Carnegiea is a genus of one species, the giant Saguaro cactus. The Saguaro is columnar with fluted ribs on stout branches that curve upward giving the appearance of raised hands. The spines are light brown.
Mature Saguaro cactus that are decades old can produce greenish-white, night-blooming flowers that are fragrant. Saguaro flower only in old age. Flowers appear in late spring and early summer. Flowers are followed by oval, edible fruits that split open to reveal red pulp.
Saguaros are so slow-growing (about 3 feets/1m in 30 years) that they can remain in containers for many years. In the landscape, mature Saguaros make a dramatic background for outdoor plantings.
Get to Know Carnegia
- Plant type: Cereeae cactus; candelabara cactus
- Hardiness temperature: 25℉ (-3.9℃)
- Shape and size: Grow to 50 feet (15m) tall; columnlike stems branch out into 6- to 10-foot-tall (2-3m) candelabra-shaped branches; branches can have a diatmeter of 12 to 26 inches (30-65cm); branches grow vertically and have 12 to 24 ribs; brwon areoles are densely coverd with yellowish spines of to 3 inches (7cm) long
- Flowers: “bat blossoms” sit atop the crown; flowers remain open day and night
- Bloom time: Spring, summer
- Fruit: Oval fruit 3.5 inches (9cm) long and are edible; fruit spits open to reveal red pulp
- Common name: Saguaro cactus, giant Saguaro cactus
- Genus name: Carnegia gigantea
- Family name: Cactaceae
- Origin: Arizona to Sonora, Mexico
- Carnegia can be grown outdoors in the garden or in a pot where temperatures do not fall below 25℉ (-3.9℃) in winter.
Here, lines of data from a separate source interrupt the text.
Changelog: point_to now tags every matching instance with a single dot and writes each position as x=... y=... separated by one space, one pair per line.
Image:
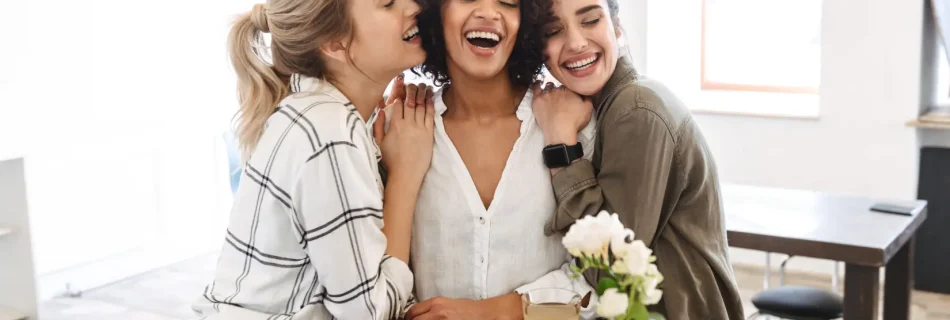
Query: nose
x=576 y=41
x=413 y=9
x=488 y=10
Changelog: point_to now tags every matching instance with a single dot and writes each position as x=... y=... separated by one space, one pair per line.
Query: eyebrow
x=580 y=11
x=587 y=9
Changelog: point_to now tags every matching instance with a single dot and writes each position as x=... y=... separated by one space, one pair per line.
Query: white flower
x=636 y=261
x=612 y=303
x=591 y=235
x=618 y=242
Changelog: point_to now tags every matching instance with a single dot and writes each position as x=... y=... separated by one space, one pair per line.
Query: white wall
x=870 y=86
x=119 y=107
x=17 y=285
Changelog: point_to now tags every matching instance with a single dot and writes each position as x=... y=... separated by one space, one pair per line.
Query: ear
x=617 y=29
x=335 y=50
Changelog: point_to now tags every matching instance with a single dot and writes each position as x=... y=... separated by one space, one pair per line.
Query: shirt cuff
x=400 y=275
x=561 y=279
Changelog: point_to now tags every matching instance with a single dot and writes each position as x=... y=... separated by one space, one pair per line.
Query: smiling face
x=583 y=45
x=385 y=40
x=480 y=35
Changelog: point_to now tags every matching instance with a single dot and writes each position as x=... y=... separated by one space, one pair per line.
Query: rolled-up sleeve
x=637 y=158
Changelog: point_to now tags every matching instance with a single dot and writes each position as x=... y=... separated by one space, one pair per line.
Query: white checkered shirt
x=304 y=239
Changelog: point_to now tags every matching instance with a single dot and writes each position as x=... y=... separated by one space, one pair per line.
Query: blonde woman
x=306 y=237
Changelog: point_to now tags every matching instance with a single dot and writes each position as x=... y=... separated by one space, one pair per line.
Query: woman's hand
x=507 y=307
x=560 y=113
x=407 y=144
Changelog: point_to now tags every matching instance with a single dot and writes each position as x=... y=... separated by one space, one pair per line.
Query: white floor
x=163 y=294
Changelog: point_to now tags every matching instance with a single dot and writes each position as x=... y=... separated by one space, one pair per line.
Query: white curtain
x=119 y=107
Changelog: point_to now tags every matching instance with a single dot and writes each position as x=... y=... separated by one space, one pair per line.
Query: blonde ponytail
x=297 y=28
x=260 y=86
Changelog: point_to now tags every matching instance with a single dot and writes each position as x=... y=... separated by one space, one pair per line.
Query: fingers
x=411 y=91
x=421 y=95
x=430 y=114
x=420 y=112
x=378 y=127
x=397 y=110
x=398 y=90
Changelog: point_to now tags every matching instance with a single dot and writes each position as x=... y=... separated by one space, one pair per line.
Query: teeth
x=483 y=35
x=582 y=63
x=411 y=33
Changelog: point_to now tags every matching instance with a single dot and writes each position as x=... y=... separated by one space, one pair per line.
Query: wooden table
x=833 y=227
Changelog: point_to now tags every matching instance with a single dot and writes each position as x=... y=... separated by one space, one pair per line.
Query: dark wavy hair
x=527 y=57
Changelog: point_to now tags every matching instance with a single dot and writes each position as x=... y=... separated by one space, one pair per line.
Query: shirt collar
x=300 y=83
x=523 y=112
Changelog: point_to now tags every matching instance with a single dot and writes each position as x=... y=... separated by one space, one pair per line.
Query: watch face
x=556 y=156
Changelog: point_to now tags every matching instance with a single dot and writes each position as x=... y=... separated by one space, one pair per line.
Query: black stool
x=797 y=302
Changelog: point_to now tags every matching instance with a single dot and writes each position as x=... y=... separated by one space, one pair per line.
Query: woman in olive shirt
x=651 y=164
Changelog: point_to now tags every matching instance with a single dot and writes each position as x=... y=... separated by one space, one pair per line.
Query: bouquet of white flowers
x=602 y=242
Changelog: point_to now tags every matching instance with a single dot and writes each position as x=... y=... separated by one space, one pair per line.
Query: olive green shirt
x=653 y=168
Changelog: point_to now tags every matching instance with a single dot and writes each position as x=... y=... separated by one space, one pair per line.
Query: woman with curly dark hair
x=478 y=241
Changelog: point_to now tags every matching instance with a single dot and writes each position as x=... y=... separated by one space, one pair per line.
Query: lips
x=411 y=34
x=483 y=39
x=582 y=65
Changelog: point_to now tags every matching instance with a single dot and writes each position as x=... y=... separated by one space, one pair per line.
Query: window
x=943 y=76
x=750 y=57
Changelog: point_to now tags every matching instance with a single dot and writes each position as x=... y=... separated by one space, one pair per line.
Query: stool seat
x=799 y=303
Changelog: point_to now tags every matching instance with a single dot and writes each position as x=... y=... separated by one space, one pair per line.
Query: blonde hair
x=298 y=28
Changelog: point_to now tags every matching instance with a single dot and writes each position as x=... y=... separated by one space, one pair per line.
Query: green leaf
x=576 y=269
x=638 y=311
x=604 y=284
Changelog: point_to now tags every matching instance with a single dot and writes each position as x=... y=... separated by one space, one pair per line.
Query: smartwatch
x=561 y=155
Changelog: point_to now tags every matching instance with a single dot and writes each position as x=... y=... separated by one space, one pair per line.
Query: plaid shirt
x=304 y=239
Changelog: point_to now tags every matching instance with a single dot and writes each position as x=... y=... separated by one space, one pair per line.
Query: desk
x=840 y=228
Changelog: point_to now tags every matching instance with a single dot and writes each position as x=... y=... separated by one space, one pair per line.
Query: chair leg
x=768 y=270
x=781 y=271
x=834 y=278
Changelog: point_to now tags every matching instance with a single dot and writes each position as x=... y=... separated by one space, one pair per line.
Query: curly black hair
x=526 y=59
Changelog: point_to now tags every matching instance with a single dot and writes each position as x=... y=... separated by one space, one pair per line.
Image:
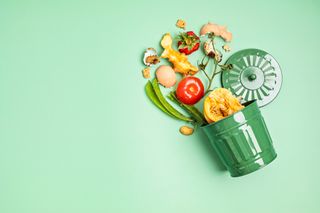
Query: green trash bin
x=242 y=140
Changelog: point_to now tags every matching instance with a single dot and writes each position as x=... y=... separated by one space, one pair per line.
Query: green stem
x=214 y=73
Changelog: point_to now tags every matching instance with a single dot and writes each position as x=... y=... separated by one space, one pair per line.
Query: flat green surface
x=78 y=134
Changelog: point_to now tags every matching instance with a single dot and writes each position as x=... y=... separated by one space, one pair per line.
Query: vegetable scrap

- Carnegia can be grown indoors in a bright sunny windor or in a greenhouse where the light is bright.
- Light: Grow in a light, sunny, and warm spot; indoors Carnegia requires more light than other houseplants.
- Soil: Porous soil rich with nutrients and slightly acidic.
How to Water and Feed Carnegia
- Water: Light water; keep plants dry in winter.
- Feeding: Fertilize Carnegia with a cactus fertilizer during summer growth time.
- Growing Carnegia can be difficult. It grows very slowly, about 3 feet (1m) in 30 years.
- Propagate Carnegiea by seed.
Carnegia Species to Grow
- Carnegiea gigantea (Saguaro). Among the largest, slowest-growing cacti known. Mature specimens may take a century or more to reach their treelike stature. Found in southwest Arizona and parts of sonora, Mexico. See description above.